Future Directions and Learnings
While StealthScout hasn’t attracted paying customers yet (3), but just being able to find a reliable profile extraction API and building a functional system that users found helpful was rewarding in itself.
Some future areas of focus for me with this (alongside experimenting with getting people to pay for this) are:
1. Scaling data coverage – Expanding beyond the current 1,000 profiles to increase alert frequency
2. Pattern analysis – Mining insights about founder transitions (which companies produce more founders, typical stealth-to-public timelines)
3. Source diversification – Adding alternatives to LinkedIn, particularly for Deep Tech sectors where LinkedIn coverage is limited. (2)
4. Predictive modelling – Developing career trajectory insights to anticipate transitions before they occur, and more fun things around career trajectories.
Notes:
- (1) I also learned so much about why businesses like Crunchbase are all “people heavy” businesses. There’s a full tangent on what private intelligence networks are and how they enable private markets – but that’s for another blog post.
- (2) More and more interesting people are not on LinkedIn. I don’t have the numbers for this and I can probably find them on Perplexity but I am confident that not more than 30-40% of the total Indian white-collar workforce would be on LinkedIn. And any classification of white-collar workforce will be minuscule relative to the total population.

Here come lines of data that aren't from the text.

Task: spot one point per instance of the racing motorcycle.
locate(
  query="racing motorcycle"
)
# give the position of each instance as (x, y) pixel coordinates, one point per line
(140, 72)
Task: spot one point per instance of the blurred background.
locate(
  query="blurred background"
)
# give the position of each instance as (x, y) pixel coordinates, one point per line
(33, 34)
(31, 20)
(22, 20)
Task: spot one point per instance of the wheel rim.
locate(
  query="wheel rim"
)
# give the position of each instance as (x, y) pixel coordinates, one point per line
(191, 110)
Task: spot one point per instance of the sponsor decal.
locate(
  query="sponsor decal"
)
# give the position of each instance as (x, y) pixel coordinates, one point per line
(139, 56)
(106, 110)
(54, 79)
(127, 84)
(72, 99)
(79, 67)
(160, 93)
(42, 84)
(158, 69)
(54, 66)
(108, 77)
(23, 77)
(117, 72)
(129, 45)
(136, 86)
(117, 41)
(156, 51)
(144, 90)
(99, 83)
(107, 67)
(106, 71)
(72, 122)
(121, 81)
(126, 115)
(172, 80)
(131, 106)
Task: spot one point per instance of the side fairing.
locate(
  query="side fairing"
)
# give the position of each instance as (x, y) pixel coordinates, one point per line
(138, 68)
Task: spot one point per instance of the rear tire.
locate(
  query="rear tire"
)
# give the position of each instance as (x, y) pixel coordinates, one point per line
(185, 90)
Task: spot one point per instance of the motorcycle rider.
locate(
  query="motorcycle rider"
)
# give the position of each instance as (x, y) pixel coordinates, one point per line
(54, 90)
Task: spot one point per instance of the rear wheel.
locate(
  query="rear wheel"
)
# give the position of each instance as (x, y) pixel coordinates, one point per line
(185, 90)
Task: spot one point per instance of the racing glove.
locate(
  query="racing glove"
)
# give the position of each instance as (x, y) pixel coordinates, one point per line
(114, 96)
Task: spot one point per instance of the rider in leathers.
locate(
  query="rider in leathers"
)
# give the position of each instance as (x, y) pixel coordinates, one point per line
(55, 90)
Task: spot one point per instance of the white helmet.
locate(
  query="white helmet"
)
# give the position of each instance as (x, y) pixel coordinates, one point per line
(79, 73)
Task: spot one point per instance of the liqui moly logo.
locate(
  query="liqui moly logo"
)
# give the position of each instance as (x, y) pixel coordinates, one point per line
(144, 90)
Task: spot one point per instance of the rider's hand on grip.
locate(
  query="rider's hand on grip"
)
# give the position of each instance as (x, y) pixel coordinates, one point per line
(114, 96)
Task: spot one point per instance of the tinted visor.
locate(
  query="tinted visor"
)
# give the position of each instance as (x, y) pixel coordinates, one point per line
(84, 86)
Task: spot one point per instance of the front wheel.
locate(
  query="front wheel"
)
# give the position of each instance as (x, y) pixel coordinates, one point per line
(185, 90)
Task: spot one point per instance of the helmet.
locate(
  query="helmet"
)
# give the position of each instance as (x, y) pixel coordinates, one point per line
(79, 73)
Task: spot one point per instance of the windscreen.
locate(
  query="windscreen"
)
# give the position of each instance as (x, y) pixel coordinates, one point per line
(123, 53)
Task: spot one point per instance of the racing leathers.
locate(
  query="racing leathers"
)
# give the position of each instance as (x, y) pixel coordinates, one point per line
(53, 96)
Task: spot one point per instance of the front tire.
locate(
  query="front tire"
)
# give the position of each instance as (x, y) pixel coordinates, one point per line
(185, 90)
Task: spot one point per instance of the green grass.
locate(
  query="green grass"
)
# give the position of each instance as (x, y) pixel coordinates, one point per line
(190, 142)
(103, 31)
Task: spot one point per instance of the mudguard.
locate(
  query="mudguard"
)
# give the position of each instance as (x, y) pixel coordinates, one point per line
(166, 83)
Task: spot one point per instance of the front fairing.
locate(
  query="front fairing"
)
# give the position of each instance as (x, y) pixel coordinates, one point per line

- (3) Personal Learnings on Monetization – Despite having 5-7 regular users who found clear value in the product, I hesitated to ask them to pay. This led to confusion about whether this should be a platform I sell to funds or a product I sell to analysts and a delay in validating the business model sooner. There was also clearly value being delivered, but I guess it’s a personal hurdle to get over, to ask for money, and not get lost in numbers bigger than I can fathom too soon. Thanks to kind folks in the space who have been giving me feedback, I learned that if value is being created, I must also learn how to capture it.